Comment by impossiblefork

2 months ago

Usually I use the format "Analyze the following ...".

For simple discussions this is fine. For complex discussions, especially when people get into conflict-- whether that conflict is really complex or not, problems usually result. The big problems are that the model will misquote or misrepresent views-- attempted paraphrases that actually change the meaning, the ordinary hallucinations etc.

For stories the confusion is much greater. Much of it is due to the basic way LLMs work: stories have dialogue, so if the premise contains people not being able to speak each other's language problems come very soon. I remember asking some recent Microsoft Copilot variant to write some portal scenario-- some guys on vacation to Teneriffe rent a catamaran and end up falling through a hole in the world of ASoIAF and into the seas off Essos, where they obviously have a terrible time, and it kept forgetting that they don't know English.

This is of course not obviously relevant for what Copilot is intended for, but I feel that if you actually try this you will understand how far we are from something like AGI, because if things like OpenAIs or whoever's systems were in fact close, this would be close too. If we were close we'd probably see silly errors too, but it'd be different kinds of errors, things like not telling you the story you want, not ignoring core instructions or failing to understand conversations.

2 comments

impossiblefork

jfreds 2 months ago

Your points about misquotes and language troubles are very valid and interesting. But a word of caution on your prompt: you’re asking a lot of the word “analyze” here; if the LLM responded that the thread had 15 comments by 10 unique authors, and a total of 2000 characters, I would classify that as a completely satisfactory answer (assuming the figures were correct) based on the query

roenxi 2 months ago

> Usually I use the format "Analyze the following ...".

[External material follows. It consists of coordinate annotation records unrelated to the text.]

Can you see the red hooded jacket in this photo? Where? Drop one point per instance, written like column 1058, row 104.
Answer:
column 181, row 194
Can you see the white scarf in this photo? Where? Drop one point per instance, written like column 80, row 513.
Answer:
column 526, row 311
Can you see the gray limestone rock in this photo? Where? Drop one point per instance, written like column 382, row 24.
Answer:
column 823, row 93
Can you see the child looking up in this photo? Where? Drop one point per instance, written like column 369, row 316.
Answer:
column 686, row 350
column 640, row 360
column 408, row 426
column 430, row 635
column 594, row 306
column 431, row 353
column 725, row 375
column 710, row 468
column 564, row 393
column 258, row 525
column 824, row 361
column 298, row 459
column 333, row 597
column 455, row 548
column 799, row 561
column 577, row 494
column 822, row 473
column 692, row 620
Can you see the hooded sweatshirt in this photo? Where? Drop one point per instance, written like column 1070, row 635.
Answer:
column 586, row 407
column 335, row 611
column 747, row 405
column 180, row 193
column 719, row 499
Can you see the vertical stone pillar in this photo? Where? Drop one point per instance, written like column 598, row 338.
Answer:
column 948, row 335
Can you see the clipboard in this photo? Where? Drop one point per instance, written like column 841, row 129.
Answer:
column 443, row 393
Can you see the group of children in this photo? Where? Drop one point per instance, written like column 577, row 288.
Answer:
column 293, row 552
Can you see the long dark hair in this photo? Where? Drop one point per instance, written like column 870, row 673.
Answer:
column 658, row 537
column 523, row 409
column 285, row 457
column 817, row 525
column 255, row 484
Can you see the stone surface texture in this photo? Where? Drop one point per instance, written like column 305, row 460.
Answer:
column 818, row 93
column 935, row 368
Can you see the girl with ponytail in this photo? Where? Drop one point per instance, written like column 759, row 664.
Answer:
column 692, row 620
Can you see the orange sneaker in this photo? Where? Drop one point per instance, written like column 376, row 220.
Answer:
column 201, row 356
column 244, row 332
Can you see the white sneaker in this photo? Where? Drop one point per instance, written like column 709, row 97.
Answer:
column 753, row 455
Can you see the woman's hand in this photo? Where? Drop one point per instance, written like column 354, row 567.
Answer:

It doesn't surprise me that you're getting nonsense, that is an ill-formed request. The AI can't fulfil it because it isn't asking it to do anything. I'm in the same boat as an AI would be, I can't tell what outcome you want. I'd probably interpret it as "summarise this conversation" if someone asked that of me, but you seem to agree that AI are good at summery tasks so that doesn't seem like it would be what you want. If I had my troll hat on I'd give you a frequency analysis of the letters and call it a day which is more passive-aggressive than I'd expect of the AI, they tend to just blather when they get a vague setup. They aren't psychic, it is necessary to give them instructions to carry out.